Huston Needs Guidance, Colson Picks Hunt

Nixon had a favorite young dirty trickster, former Young Americans for Freedom president Tom Charles Huston. He signed memos “Cato the Younger,” the Roman consul who argued for the execution of conspirators, who despised the barbarians petitioning for citizenship, Cato who bitterly opposed bills for land redistribution, who suggested that rioting and anarchy be crushed by a new militarized consul wing, and Cato whose tactics were so violent that at one point Caesar had to imprisoned the young gun.

Huston embodied a certain paradox of the right: to those who believed civilization unraveling at the hands of barbarians, it was principled to be unprincipled. Nixon was assigning the twenty-eight-year-old former army intelligence officer delicate security requests like setting up the IRS anti-radical unit, or fabricating evidence of Red China ties to antiwar activists (“…or if not Huston, someone with his toughness and brains”) was the order. Colson didn’t like having a rookie doing so much. Nevertheless, Nixon put Huston to work in February putting together an internal-security apparatus to run out of the White House; Nixon thought John Mitchell and the Justice Department too high a profile for the job.

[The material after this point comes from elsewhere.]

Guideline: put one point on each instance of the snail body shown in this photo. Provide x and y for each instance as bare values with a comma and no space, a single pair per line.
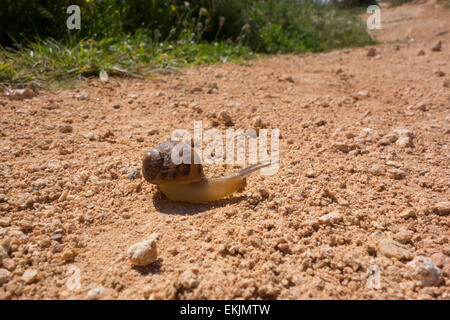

On February 9, the president’s aggressive new special counsel, Charles W. Colson, recommended another healthy right-wing exuberant to help guide the rookie: E. Howard Hunt, a former CIA agent who’d helped run the Guatemala coup in 1954 and the Bay of Pigs in 1961. He had just quit the company because he thought it “infested with Democrats.”

Colson had wanted Howard Hunt to lead the Plumbers, but Ehrlichman had other plans for him. Furnished with a red wig, a CIA-issue voice modifier, and “pocket litter” in the name of Edward J. Warren, he was assigned to the Ted Kennedy floozy watch.